O'na gösterdiğim toleransı, bu kıza göstermiyçektim!
"Beste hak-" derken, sert bi' biçim de kızın sözünü kestim.
"ilgilenmiyorum" dedim ayağa kalkarken, beni hiç bi şekil de ilgilendirmiyodu bu konu.
"ilgilendiriyo" dediği, bana meydan okurcasına.
Boy farkından dolayı, başını yukara doğru kaldırmıştı.
Kaşlarım çatılırken onun da benden kalır yanı yoktu, bi o kadar sinirliydi.
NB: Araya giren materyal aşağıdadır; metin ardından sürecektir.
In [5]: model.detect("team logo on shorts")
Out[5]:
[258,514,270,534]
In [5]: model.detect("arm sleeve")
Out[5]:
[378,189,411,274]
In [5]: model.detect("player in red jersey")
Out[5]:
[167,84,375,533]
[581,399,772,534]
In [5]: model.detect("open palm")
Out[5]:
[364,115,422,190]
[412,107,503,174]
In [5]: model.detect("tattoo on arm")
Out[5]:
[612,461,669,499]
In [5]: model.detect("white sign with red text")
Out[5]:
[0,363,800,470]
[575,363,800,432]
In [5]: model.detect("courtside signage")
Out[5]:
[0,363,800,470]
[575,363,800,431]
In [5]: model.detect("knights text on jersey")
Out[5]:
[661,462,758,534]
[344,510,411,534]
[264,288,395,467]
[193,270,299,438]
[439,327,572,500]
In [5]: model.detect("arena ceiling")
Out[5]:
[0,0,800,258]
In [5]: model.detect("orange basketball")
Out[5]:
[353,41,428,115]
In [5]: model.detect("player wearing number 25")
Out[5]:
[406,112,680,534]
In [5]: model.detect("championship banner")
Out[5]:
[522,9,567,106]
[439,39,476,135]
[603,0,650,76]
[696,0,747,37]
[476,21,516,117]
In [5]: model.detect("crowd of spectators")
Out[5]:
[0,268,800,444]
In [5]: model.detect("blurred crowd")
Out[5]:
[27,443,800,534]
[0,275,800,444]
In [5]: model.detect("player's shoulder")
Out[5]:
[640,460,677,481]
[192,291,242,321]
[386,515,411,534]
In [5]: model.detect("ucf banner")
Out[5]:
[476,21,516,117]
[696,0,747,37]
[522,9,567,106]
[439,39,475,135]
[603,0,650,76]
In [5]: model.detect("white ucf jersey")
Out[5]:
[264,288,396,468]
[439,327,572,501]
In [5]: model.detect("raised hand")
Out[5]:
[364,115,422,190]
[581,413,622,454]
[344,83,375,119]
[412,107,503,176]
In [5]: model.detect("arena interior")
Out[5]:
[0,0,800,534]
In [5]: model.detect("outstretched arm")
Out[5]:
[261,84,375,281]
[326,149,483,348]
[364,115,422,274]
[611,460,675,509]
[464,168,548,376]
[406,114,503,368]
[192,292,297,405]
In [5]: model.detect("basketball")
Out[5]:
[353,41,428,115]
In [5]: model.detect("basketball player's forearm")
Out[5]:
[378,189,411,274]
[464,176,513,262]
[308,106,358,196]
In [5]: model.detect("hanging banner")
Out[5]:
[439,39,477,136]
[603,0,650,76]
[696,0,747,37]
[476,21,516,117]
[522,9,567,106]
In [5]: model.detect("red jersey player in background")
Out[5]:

Dişlerimi sıkarken, elimle yüzümü sıvazladım. Allah'ım, sen bana sabır ver.
"Bak anlamıyosun, Beste çok üzgün hem-"
"Bana ne lan bana ne! Ben mi dedim ona anlattığım herşeyi git ona buna yay diye?!" dedim bi anda, sinirle.
Kız tepkim karşısın da hafif sıçrarken, bi iki adım geriledi ve bana bakmaya devam ettiği.
Sanki, 'yazık sana' der gibiydi bakışları.
"Hiç bişey dediği yok benim arkadaşımın tamam mı?! Senin o kardeşin dediğin yanında ki yelloz var ya, o dedi bütün herşeyi herkese, anlıyo musun GERİZEKALI!" dedi, yüzüme tükürürcesine.
Öyle çok sonlar da sesi yükselmişti, bu kızın neresinden çıkıyo bu ses diye sorguluycaktım nerdeyse.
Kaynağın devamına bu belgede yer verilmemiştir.